Pareciera que la corriente va en contra de lo que les enseñamos en casa. Por
eso, hoy quiero invitarlos a reflexionar sobre dos pilares cristianos
fundamentales que tod@ hij@ necesita para no tambalearse: la honestidad y la valentía.
LA HONESTIDAD: VIVIR EN LA VERDAD
Como
cristianos, recordamos las palabras de Jesús: "La verdad los hará
libres". Ante estas palabras surgen las siguientes preguntas:
¿Qué es la libertad? ¿Somos realmente libres? ¿De qué libertad nos habla Jesús?
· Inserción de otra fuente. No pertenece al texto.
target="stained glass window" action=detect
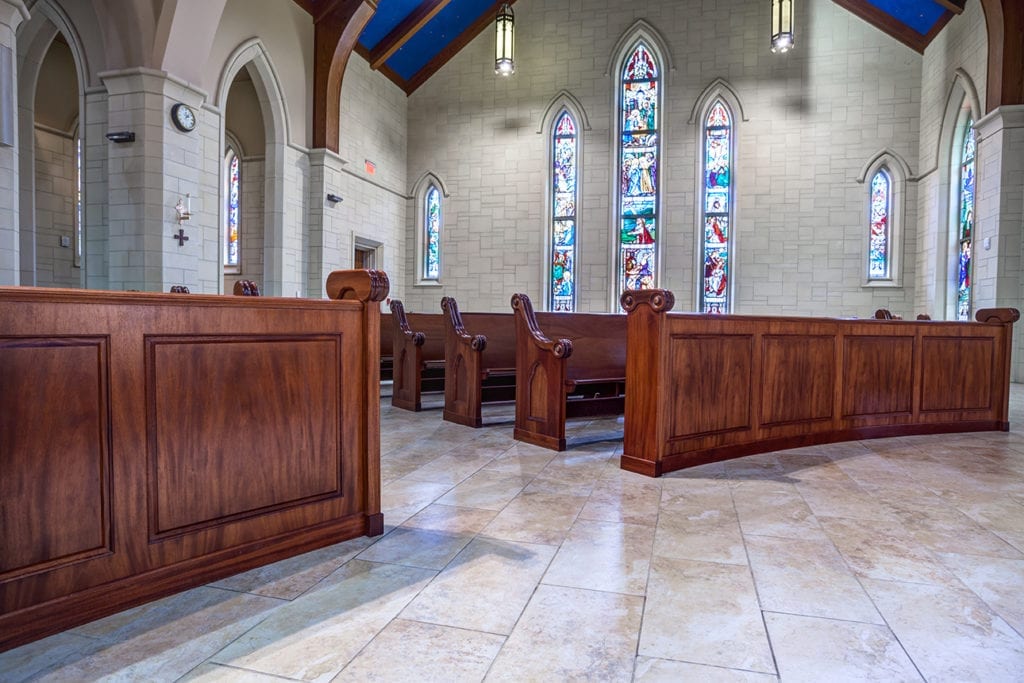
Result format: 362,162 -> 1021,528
700,99 -> 732,313
224,150 -> 242,267
550,112 -> 579,311
423,184 -> 441,280
956,119 -> 975,321
867,168 -> 893,280
75,137 -> 82,266
618,43 -> 660,291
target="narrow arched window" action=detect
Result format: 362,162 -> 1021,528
423,184 -> 441,280
224,147 -> 242,268
867,168 -> 893,281
618,43 -> 660,299
956,118 -> 975,321
700,99 -> 733,313
550,112 -> 579,311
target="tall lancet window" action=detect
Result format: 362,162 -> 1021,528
549,112 -> 579,311
618,43 -> 660,292
700,99 -> 732,313
224,147 -> 242,268
956,119 -> 975,321
867,168 -> 893,281
423,184 -> 441,280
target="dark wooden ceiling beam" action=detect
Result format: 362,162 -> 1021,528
312,0 -> 377,154
933,0 -> 967,14
370,0 -> 452,71
981,0 -> 1024,112
403,0 -> 515,95
833,0 -> 952,53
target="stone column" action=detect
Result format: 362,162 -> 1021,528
973,104 -> 1024,382
0,0 -> 29,285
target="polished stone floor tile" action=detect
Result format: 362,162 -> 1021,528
401,537 -> 557,635
732,481 -> 824,539
862,579 -> 1024,682
486,586 -> 643,681
46,587 -> 288,681
358,505 -> 495,570
633,656 -> 778,683
654,503 -> 746,566
580,475 -> 662,526
765,612 -> 922,683
483,490 -> 587,546
544,519 -> 654,595
939,553 -> 1024,636
212,560 -> 436,682
212,537 -> 377,600
638,556 -> 775,674
746,536 -> 882,624
819,517 -> 955,584
334,618 -> 505,683
437,469 -> 534,510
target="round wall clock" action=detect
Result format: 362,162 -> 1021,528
171,102 -> 196,133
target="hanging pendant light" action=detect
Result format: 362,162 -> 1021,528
771,0 -> 793,52
495,2 -> 515,76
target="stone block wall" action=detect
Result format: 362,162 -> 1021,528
404,0 -> 922,315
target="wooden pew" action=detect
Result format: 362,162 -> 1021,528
390,299 -> 444,411
621,290 -> 1020,476
441,297 -> 515,427
512,294 -> 627,451
0,270 -> 388,651
381,313 -> 394,382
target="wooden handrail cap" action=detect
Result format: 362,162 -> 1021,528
327,270 -> 391,302
974,308 -> 1021,324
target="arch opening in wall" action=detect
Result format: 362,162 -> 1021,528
537,90 -> 590,311
413,172 -> 449,286
857,148 -> 915,287
216,39 -> 288,296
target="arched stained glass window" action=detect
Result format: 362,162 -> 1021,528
867,168 -> 893,280
423,184 -> 441,280
956,118 -> 975,321
224,148 -> 242,268
550,112 -> 579,311
700,99 -> 733,313
618,43 -> 660,292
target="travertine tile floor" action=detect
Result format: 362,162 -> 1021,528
6,386 -> 1024,682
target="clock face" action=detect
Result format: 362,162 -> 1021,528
171,102 -> 196,133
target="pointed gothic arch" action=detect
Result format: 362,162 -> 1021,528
214,38 -> 291,296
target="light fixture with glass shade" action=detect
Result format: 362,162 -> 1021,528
771,0 -> 793,52
495,2 -> 515,76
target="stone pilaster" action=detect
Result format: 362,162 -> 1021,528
100,69 -> 214,293
307,148 -> 352,297
0,0 -> 29,285
974,105 -> 1024,382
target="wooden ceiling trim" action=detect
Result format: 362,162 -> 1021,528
370,0 -> 452,71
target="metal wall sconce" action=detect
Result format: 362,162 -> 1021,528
174,195 -> 191,224
106,130 -> 135,142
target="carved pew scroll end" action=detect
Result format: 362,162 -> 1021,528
327,270 -> 391,303
618,290 -> 676,313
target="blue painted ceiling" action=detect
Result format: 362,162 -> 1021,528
295,0 -> 966,93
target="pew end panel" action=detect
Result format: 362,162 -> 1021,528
0,271 -> 386,650
512,294 -> 572,451
622,290 -> 1018,476
441,297 -> 487,427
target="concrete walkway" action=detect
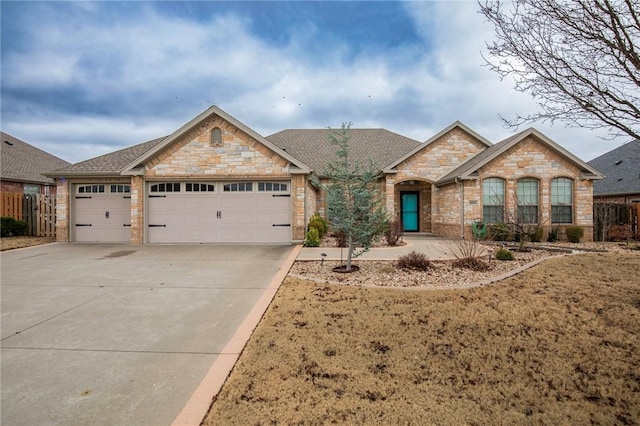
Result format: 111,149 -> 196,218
297,234 -> 476,260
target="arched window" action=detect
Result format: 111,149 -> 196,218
482,178 -> 504,223
551,178 -> 573,223
516,178 -> 539,223
211,127 -> 222,146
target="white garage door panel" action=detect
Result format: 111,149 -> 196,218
148,184 -> 291,243
74,193 -> 131,242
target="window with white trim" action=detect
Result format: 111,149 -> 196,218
223,182 -> 253,192
185,182 -> 215,192
258,182 -> 289,192
482,178 -> 504,223
78,185 -> 104,194
516,178 -> 539,223
551,178 -> 573,223
110,185 -> 131,194
150,182 -> 180,192
211,127 -> 222,146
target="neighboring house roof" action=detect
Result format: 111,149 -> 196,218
47,136 -> 166,177
437,128 -> 603,185
384,120 -> 491,173
0,132 -> 71,185
125,105 -> 310,173
588,139 -> 640,195
267,129 -> 422,174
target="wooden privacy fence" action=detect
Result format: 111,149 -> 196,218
593,203 -> 640,241
1,192 -> 56,237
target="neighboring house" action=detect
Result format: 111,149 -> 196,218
0,132 -> 71,195
48,106 -> 602,243
588,139 -> 640,204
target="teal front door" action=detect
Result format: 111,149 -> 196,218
400,192 -> 420,232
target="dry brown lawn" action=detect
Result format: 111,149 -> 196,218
204,253 -> 640,425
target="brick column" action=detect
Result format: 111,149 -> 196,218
131,176 -> 144,244
56,178 -> 70,242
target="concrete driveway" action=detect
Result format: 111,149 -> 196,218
0,243 -> 293,426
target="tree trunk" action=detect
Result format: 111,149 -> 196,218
346,234 -> 353,272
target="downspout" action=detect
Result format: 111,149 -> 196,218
455,177 -> 464,240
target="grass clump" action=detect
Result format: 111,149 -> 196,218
565,226 -> 584,243
496,247 -> 513,260
397,251 -> 431,271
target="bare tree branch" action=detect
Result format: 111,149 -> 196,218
479,0 -> 640,139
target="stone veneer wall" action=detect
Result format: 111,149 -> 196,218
434,137 -> 593,241
385,128 -> 486,230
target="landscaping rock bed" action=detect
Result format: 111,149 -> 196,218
289,243 -> 626,289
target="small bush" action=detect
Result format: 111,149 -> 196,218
607,224 -> 633,241
496,248 -> 513,260
453,257 -> 489,272
489,223 -> 512,241
529,226 -> 544,243
304,228 -> 320,247
565,226 -> 584,243
384,219 -> 402,246
332,231 -> 347,247
0,216 -> 28,237
308,213 -> 329,239
398,251 -> 431,271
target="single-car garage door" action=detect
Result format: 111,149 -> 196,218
73,183 -> 131,242
147,181 -> 291,243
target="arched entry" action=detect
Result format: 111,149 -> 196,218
394,180 -> 432,232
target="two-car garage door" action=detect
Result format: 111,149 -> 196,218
73,181 -> 291,243
146,181 -> 291,243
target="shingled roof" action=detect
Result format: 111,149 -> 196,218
0,132 -> 70,184
588,139 -> 640,195
47,136 -> 166,177
437,128 -> 602,185
267,129 -> 421,174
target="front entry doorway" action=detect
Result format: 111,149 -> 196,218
400,191 -> 420,232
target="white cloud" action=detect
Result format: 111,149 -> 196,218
3,2 -> 628,162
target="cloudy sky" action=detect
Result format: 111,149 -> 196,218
0,1 -> 630,162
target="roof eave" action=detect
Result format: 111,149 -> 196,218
123,105 -> 311,173
382,120 -> 492,173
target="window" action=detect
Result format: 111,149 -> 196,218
551,178 -> 573,223
185,183 -> 215,192
111,185 -> 131,194
211,127 -> 222,146
516,178 -> 538,223
78,185 -> 104,194
22,183 -> 40,195
151,182 -> 180,192
482,178 -> 504,223
223,182 -> 253,192
258,182 -> 289,192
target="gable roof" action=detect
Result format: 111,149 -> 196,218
436,128 -> 602,185
123,105 -> 310,173
0,132 -> 71,184
47,136 -> 166,177
267,129 -> 422,174
588,139 -> 640,195
383,120 -> 491,173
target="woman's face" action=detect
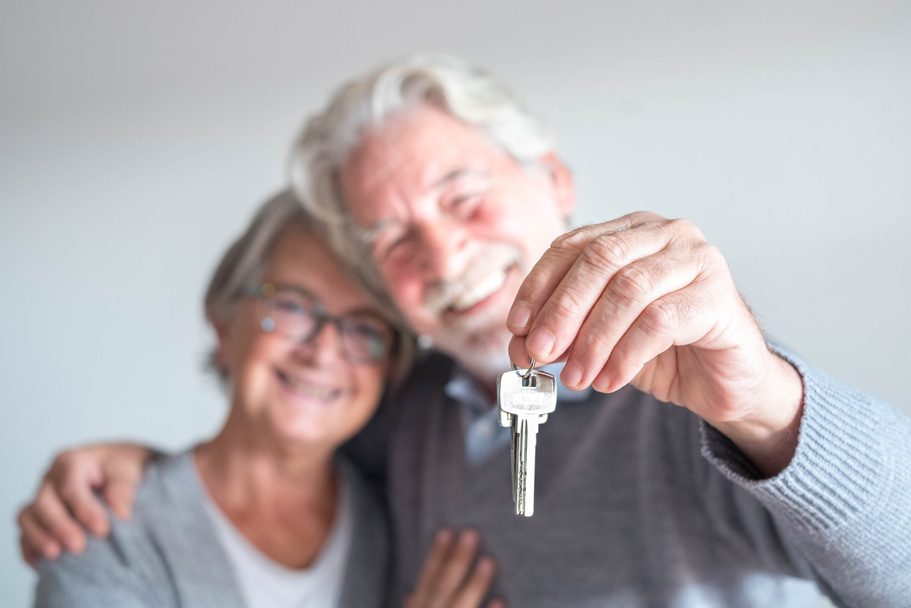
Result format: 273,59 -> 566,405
217,226 -> 396,449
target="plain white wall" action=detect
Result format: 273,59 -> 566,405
0,0 -> 911,606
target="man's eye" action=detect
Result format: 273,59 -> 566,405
380,233 -> 411,258
449,192 -> 484,217
275,300 -> 309,315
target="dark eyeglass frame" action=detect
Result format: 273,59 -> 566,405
245,283 -> 399,363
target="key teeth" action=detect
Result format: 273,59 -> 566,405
498,410 -> 514,428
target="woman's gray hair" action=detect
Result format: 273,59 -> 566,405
204,189 -> 415,386
289,55 -> 554,304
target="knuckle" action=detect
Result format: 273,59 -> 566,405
544,293 -> 584,323
641,300 -> 678,334
582,232 -> 629,267
58,479 -> 80,505
550,227 -> 591,251
16,505 -> 31,528
611,266 -> 654,302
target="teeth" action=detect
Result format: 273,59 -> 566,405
451,270 -> 506,310
285,376 -> 335,400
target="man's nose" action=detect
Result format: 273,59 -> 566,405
417,220 -> 469,280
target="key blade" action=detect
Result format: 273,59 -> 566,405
516,415 -> 539,517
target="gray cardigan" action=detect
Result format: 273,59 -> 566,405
388,356 -> 911,608
35,451 -> 389,608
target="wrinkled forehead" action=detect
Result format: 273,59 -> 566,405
339,104 -> 502,228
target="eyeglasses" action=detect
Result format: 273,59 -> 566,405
247,283 -> 397,363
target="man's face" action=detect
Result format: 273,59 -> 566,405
341,104 -> 574,372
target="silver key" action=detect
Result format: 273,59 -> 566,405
497,359 -> 557,517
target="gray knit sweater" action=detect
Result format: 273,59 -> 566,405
378,355 -> 911,608
35,452 -> 389,608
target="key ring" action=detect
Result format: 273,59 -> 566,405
509,358 -> 535,380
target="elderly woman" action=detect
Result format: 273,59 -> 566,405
35,193 -> 493,608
Aquí, nos habla de la libertad del espíritu que, evita las ataduras a las cosas
materiales o a todo aquello que nos impide llevar una vida con rectitud y de
bien. Lo espiritual está por encima de lo material. Las cosas son pasajeras, el
espíritu es eterno. Por eso, más que las cosas materiales para nuestros hijos,
están los valores, el amor, la educación y el buen ejemplo.
La
honestidad no es solo "no decir mentiras"; es una forma
de vida. Debe caracterizarnos una vida sencilla, alegre y honesta, evitar las
apariencias y el doble sentido de las palabras y de la vida. Es enseñarles a nuestros hijos que su palabra
vale, que es preferible un examen reprobado con dignidad que una con trampa, y que
los errores se asumen, no se esconden. No somos perfectos, quizá en nuestra
adolescencia nunca hemos sido los hijos que nuestros padres esperaban de
nosotros. Eso es un aprendizaje que la vida nos enseñó, siempre dar lo mejor a
nuestros hijos hoy.
EL
COMPROMISO FAMILIAR:
Los
hijos no escuchan lo que decimos, miran lo que hacemos. Recuerden que: también ellos
al igual que nosotros hoy, “interpretamos” lo que estamos oyendo. Si te caigo
bien me interpretas de un modo, pero, si te caigo mal, me interpretar de otro
modo. Así es en el hogar. Los sentimientos y las emociones con la familia,
tienen un gran peso en nuestra comunicación.
Por
lo tanto, si en casa cuando hablamos o dialogamos con nuestros hijos, si nos
ven inventar una excusa falsa para faltar al trabajo o no cumplir un
compromiso, les estamos enseñando a mentir. La honestidad en el hogar se
construye cuando en casa se puede hablar con la verdad sin miedo a ser
destruido, sino con la certeza de ser corregido con amor. Las amenazas, los
golpes, la violencia, los gritos, los insultos nunca han sido los mejores aliados
de la formación en el hogar.
Algunos
en la adolescencia hemos renegado y nos hemos enfrentado a nuestros padres, pues,
de pequeños hemos confiado en ellos, pero, en algún momento de la vida, nuestros
“ídolos” se cayeron cuando no fueron coherentes con sus palabras y actos. Pues,
es momento de romper esa “maldición” o pésimos ejemplos de los padres, y comprometernos
a no volver a repetir aquello que tanto hemos criticado en ellos. Eso es
perdonar y perdonarlos, pues, ellos dieron lo que a su vez recibieron. Además, lo
pasado es pasado. Es momento de evolucionar, es momento del cambio personal y
familiar, y dar lo mejor de nosotros hoy como padres.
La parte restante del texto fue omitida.